The deal will put Yahoo’s holding in the Chinese e-commerce company into a newly registered firm called SpinCo, which will own all of Yahoo’s 384 million Alibaba shares valued at $40 billion, the Sunnyvale, California-based company said in a statement Tuesday. Shares in SpinCo will be distributed to existing Yahoo shareholders as a separate public company.

Chief Executive Officer Marissa Mayer is taking the steps after Starboard Value LP and other investors pushed her to return cash to shareholders, find ways to cut taxes and avoid major acquisitions. The Asian assets, including a stake in Yahoo Japan Corp., have supported Yahoo’s value in the past two years and given Mayer, who became CEO in 2012, cover from shareholder pressure as she worked to turn around Yahoo. Now, with a disposal plan in place, the focus will shift back to whether Mayer can revive revenue, which has been stagnant for five years.

“This is a very meaningful move on behalf of management for shareholders,” Colin Gillis, an analyst at BGC Partners, said in an interview. “It means shareholders get the money—it means Yahoo management will not spend the money.”

The shares of Yahoo climbed as much as 10 percent in extended trading. The stock, which declined 2.9 percent to $47.99 at the close in New York, rose 25 percent in 2014.

Spinoff Structure
The spinoff, which will include a “legacy, ancillary Yahoo business,” will be completed in the fourth quarter, after the expiration of Yahoo’s one-year lockup agreement on the Alibaba shares, Yahoo said in the statement. Yahoo didn’t specify what the business will be and said the spinoff would be subject to regulatory approval.
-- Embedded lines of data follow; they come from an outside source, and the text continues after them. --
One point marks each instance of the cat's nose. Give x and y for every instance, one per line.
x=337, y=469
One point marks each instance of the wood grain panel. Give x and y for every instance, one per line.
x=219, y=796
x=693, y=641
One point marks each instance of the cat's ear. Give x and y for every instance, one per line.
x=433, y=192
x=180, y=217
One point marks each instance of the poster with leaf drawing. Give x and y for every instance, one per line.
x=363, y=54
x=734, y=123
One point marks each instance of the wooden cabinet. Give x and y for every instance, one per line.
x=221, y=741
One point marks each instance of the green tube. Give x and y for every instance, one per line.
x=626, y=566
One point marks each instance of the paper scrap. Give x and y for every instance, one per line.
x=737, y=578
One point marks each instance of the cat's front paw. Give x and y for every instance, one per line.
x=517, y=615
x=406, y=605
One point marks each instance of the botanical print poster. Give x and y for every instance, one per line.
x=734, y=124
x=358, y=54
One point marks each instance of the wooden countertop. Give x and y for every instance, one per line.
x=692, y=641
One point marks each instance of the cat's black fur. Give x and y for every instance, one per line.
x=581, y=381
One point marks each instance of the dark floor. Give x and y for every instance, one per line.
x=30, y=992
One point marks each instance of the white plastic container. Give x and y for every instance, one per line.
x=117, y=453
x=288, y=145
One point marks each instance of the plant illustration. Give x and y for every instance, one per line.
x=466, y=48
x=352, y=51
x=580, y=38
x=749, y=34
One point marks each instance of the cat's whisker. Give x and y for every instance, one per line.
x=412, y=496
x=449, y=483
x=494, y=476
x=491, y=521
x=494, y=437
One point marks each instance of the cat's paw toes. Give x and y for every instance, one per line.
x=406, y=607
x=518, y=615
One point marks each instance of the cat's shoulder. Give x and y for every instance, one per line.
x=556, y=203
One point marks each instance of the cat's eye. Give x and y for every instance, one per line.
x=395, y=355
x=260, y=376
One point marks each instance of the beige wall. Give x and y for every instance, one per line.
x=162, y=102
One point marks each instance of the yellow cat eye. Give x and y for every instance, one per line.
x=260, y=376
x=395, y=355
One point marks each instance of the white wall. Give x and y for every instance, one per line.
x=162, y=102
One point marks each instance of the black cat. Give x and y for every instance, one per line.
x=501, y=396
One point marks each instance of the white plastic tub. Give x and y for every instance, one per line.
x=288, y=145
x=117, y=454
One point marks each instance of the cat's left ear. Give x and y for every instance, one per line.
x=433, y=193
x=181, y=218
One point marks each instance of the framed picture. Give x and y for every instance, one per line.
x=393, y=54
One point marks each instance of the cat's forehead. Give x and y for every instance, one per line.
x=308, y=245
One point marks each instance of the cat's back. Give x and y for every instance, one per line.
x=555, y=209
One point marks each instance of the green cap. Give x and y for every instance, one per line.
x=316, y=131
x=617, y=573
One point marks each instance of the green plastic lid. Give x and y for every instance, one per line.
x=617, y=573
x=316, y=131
By adopting the spinoff structure, Yahoo will be able to return 97 percent of the proceeds of the Alibaba stake sale to shareholders, Mayer said on a conference call. The legacy business that’s included in the deal has about $50 million in adjusted earnings before interest, taxes, depreciation and amortization, Yahoo said.
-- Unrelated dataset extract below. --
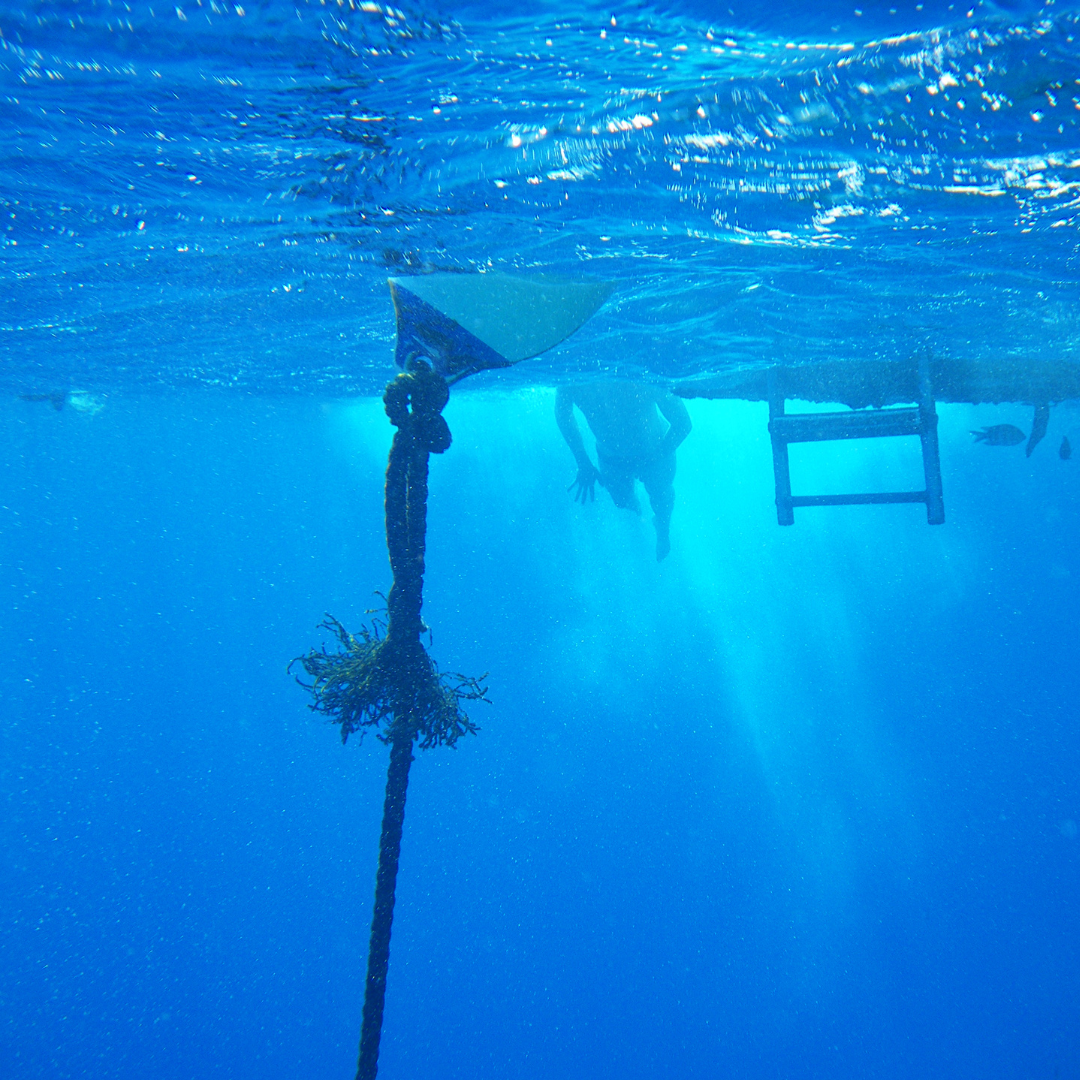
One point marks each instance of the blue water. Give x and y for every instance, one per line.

Yahoo’s said it will remain “open minded” on its plans for its stake in Yahoo Japan, which is currently valued at about $7 billion.

Recovery Push
Yahoo also reported results for its fourth quarter, with sales, excluding revenue shared with partner websites, falling 1.8 percent to $1.18 billion in the fourth quarter. Profit, excluding items such as stock-based compensation, was 30 cents a share. Analysts projected, on average, sales of $1.18 billion and profit of 29 cents, according to data compiled by Bloomberg.
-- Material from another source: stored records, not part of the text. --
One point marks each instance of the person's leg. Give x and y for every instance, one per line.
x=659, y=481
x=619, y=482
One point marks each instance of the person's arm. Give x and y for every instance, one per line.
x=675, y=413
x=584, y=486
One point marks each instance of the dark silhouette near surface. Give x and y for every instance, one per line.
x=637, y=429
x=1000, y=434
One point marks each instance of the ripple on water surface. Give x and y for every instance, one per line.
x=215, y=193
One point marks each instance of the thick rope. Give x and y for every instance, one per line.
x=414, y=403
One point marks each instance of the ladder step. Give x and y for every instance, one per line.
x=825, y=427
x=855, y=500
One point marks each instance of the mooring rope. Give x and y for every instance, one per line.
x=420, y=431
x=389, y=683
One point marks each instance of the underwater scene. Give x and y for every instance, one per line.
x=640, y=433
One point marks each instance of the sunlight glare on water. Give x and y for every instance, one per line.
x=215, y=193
For the first quarter, Yahoo forecast revenue of $1.02 billion to $1.06 billion, short of analysts’ $1.1 billion estimate.

“The core of Yahoo’s business is returning to health and stability,” Mayer said on the call.

Mayer, seeking to drive a recovery since she arrived in July 2012, has been investing in products, partnerships and ad services to expand Yahoo’s reach and restore growth, including on mobile devices where users increasingly access digital content. Mobile revenue for the fourth quarter was $253.8 million, Yahoo said.

While Mayer has touted efforts to boost the core business, investors have focused on her stake of about 15 percent in Alibaba. The company, which formerly owned more than 20 percent, sold about $10 billion in shares in September as part of the Chinese company’s initial public offering. Yahoo, which paid about $3 billion in taxes on that sale, had said it plans to return at least half of the proceeds to shareholders.

“It’s all about Alibaba,” said Brian Wieser, an analyst at Pivotal Research Group LLC. “It’s all that investors have been focused on.”